Poster: An ab initio investigation of the cellulose-ice interface: towards controlled ice nucleation

Controlling the ice formation is critical to safe infrastructure design across the globe, as unwanted ice formation and its subsequent thawing can lead to catastrophic structural failures. Cellulosic hydrogels have been experimentally shown to modify the ice-nucleation kinetics by disrupting the water structure as it cools down to crystalize into ice, but the mechanistic origins of the process remains unknown. In the present work, our goal is to develop a multiscale understanding of these processes at the ice-cellulose interface from the atomic scale to the mesoscale.

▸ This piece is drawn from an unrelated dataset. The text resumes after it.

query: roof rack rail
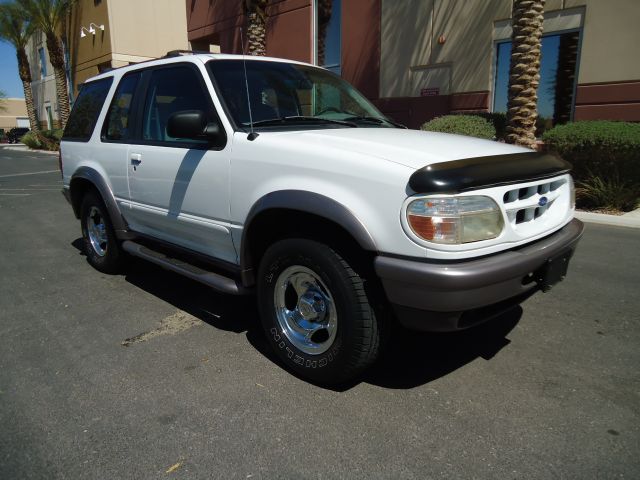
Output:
[162,50,211,58]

Here, we discuss the energetics of the cellulose-ice interface in detail by focusing on the hexagonal ice—cellulose Iβ using ab initio density functional theory (DFT) calculations by first determining the interfacial energies for various adsorption sites. Secondly, we use our findings to inform a coarse-grained model of water-polymer system with around 10,000 water molecules to examine the water-polymer interaction at room temperatures and varying pressures. Our results show that the resulting coarse-grained models based on the DFT description of the cellulose-ice interface suggest that polymer interaction can impede ice formation to varying degrees depending on the length of the polymer chains in our coarse-grained simulations. Finally, we discuss how this finding could be used to control ice-formation.